At least Henry Manfredini finally retooled his score to the point where it no longer sounds like a straight rip-off of Jawsthough his instrumentation still wears John Williams on its sleeve, veering a little too close to Indiana Jones for comfort…with a little Peter and the Wolf throw in for thematic resonance…or maybe I’m projecting.

Yes, that’s it. Watching these films in sequence has driven me stark raving mad. Mad as Tommy (John Shepherd) now that he’s lived seven or eight years with the memory of what he did to Jason in the last film. He lands in Pinehurst, an assisted-living facility/half way house/farm that runs on (you’re kidding, right?) the Honor System.

You see what privatizing mental health services leads too? Bullshit, hippy-dippy ideas like that. What community’s so rural it’d allow something like that inside? Certainly not the community of Crystal Lake. The first thing I would do is get Tommy the fuck out of those woods. The second? Put him on better drugs. Whatever he’s now isn’t working, obviously. Tommy’s reality (by which I mean the film) has a bad habit of flitting from vignette  to vignette with no real regard for anything that might be called flow. Oh, and he’s plagued by spectral visions of Jason.
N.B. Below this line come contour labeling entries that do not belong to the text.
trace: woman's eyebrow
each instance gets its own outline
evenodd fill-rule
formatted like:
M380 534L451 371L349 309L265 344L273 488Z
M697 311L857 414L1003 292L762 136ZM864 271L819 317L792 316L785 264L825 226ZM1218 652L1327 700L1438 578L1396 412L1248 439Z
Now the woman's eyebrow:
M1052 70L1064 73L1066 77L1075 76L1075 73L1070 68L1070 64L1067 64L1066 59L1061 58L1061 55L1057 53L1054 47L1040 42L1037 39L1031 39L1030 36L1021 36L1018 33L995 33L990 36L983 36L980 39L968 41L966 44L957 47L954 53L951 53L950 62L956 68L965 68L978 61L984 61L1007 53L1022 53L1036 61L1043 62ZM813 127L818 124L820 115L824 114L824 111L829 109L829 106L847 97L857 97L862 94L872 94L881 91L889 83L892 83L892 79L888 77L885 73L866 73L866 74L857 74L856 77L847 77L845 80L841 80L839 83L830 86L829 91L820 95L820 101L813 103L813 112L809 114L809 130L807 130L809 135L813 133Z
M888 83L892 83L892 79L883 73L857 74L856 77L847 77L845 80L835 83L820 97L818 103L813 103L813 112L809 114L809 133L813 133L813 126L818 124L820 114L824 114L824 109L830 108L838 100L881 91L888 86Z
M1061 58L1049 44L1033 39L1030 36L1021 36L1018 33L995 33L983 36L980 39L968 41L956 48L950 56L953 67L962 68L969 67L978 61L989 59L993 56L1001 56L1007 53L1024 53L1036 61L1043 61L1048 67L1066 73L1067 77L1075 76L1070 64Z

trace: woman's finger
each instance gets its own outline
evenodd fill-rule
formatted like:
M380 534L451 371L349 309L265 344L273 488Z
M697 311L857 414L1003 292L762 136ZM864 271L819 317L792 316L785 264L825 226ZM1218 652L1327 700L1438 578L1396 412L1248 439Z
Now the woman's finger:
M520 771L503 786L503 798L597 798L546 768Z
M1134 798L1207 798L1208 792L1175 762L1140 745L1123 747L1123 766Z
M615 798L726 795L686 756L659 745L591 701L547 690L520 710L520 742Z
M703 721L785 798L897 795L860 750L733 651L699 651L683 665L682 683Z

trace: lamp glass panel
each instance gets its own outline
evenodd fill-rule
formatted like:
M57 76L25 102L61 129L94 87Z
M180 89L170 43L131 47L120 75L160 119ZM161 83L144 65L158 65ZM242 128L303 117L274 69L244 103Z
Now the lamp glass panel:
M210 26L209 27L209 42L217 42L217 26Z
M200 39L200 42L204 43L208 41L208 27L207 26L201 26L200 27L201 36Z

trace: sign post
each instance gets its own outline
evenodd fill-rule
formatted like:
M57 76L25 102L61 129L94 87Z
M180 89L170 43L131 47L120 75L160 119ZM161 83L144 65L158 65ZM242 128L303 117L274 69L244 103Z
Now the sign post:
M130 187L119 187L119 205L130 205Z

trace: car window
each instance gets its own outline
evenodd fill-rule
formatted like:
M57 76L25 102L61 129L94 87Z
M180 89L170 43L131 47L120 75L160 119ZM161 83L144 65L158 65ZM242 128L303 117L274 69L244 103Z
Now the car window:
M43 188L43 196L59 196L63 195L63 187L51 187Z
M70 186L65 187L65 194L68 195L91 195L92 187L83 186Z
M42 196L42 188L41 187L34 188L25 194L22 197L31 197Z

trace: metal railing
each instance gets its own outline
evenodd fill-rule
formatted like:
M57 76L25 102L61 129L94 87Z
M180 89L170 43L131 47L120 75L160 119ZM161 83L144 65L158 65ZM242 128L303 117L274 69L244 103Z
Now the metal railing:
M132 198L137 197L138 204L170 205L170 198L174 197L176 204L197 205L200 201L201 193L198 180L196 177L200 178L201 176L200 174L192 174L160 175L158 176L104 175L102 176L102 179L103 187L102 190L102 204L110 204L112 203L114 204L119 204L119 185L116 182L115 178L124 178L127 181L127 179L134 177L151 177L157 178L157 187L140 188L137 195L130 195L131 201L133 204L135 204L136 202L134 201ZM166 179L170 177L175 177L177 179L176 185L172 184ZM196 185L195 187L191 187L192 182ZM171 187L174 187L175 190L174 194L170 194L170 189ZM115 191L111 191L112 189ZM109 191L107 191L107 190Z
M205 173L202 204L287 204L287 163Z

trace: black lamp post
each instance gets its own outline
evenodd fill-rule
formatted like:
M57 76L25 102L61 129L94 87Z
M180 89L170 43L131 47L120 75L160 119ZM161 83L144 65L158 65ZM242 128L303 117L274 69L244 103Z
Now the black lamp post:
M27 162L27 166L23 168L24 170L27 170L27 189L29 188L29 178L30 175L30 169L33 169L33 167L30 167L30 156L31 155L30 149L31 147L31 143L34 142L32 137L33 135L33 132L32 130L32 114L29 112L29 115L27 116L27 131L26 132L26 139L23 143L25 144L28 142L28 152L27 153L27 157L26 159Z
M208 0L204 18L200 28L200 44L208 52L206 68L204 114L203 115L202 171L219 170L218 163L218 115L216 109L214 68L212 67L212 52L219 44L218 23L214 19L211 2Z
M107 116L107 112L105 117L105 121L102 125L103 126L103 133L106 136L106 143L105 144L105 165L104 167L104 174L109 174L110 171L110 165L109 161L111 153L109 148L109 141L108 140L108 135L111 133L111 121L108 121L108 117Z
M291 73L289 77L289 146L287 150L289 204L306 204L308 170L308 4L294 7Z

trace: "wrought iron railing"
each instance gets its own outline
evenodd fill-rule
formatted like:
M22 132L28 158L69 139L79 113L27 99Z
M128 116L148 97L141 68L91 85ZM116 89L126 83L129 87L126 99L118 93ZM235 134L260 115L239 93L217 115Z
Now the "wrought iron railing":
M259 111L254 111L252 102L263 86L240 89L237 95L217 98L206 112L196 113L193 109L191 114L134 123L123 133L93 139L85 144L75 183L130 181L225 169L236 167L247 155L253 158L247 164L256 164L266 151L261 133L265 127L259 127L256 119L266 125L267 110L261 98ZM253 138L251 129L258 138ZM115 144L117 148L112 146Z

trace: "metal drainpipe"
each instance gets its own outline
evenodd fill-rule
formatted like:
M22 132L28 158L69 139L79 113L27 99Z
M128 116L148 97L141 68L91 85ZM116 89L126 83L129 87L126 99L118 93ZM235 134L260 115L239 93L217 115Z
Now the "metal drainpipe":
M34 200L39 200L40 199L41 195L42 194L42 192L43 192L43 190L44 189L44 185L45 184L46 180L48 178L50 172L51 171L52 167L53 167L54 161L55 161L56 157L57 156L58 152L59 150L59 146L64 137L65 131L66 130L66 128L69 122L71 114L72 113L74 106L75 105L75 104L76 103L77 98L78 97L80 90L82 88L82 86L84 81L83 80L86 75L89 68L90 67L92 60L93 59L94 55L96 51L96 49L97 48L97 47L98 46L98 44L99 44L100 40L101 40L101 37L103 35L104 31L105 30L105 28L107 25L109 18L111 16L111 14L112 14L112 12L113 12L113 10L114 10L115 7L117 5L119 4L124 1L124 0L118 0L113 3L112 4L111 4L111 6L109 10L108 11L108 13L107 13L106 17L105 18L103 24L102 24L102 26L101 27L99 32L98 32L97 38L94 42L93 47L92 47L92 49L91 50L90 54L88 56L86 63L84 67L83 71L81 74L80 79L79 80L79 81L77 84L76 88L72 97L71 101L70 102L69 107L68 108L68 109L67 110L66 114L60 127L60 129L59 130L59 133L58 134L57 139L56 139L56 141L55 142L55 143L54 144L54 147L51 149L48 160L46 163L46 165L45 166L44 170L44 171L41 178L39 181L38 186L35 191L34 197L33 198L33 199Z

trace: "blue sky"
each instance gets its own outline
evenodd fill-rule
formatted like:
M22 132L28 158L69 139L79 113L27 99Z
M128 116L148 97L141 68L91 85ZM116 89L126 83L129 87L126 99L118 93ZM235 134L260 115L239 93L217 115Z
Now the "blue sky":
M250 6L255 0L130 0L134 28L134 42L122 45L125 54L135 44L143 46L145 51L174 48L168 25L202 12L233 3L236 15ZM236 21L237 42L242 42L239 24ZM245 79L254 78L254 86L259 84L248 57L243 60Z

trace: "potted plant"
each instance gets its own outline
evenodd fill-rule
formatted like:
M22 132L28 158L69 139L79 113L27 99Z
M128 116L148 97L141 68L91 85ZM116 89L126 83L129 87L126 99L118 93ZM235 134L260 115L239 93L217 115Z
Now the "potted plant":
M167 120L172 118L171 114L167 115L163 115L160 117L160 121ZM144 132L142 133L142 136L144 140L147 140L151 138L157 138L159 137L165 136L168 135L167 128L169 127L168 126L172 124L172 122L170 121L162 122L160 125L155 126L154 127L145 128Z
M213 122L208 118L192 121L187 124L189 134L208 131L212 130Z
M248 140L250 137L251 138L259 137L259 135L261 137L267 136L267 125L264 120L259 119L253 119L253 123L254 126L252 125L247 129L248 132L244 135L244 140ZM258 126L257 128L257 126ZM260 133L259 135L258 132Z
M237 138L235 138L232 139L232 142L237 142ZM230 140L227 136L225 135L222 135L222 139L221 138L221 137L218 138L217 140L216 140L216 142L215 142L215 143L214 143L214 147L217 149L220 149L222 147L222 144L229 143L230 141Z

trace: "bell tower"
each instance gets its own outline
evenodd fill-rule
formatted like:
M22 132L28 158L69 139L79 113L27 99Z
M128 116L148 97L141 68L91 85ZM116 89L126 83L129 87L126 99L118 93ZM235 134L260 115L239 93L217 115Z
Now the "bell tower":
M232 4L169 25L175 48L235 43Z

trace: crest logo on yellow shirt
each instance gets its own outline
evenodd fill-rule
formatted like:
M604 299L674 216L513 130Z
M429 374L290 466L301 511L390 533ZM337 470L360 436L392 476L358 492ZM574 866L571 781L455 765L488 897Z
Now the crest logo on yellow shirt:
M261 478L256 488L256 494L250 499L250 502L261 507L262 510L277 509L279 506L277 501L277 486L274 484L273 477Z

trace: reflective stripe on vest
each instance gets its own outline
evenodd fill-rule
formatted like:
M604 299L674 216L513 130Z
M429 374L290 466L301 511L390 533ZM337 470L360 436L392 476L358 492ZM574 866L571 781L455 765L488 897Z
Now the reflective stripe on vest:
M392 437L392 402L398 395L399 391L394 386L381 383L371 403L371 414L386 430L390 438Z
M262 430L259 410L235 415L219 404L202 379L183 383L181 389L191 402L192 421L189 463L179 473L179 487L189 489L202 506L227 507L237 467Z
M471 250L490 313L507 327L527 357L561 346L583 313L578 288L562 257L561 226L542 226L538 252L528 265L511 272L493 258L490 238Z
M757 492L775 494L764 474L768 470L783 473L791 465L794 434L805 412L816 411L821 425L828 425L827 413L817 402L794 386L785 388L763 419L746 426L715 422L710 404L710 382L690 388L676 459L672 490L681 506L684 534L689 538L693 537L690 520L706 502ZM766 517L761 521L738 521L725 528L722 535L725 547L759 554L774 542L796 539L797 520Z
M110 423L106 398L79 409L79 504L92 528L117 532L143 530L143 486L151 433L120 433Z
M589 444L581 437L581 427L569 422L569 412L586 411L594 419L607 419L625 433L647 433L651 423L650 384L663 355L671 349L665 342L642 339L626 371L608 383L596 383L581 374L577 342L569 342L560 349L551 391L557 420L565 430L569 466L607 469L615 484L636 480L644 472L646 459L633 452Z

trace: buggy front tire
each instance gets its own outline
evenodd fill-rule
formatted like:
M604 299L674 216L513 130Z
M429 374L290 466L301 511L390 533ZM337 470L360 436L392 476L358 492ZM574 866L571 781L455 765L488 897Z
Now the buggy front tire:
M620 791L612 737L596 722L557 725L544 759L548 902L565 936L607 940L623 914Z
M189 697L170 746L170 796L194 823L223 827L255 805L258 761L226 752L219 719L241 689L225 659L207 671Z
Yes, Ethel. Thank you. You speak for us all.
Yes, Ethel. Thank you. You speak for us all.

I’m not even sure what kind of drugs he’s on…and from the look of things, neither is John Shepherd. It’s hard to really gauge our leading man’s performance here, since I know that his blank stare and monosyllabic diction are intentional choices…but that doesn’t make Tommy any more interesting. He speaks narry a word to Pinehurst’s director, Matt (Richard Young) or the hot, blond AD, Pam (Melanie Kinnaman)…I call Final Girl, incidentally.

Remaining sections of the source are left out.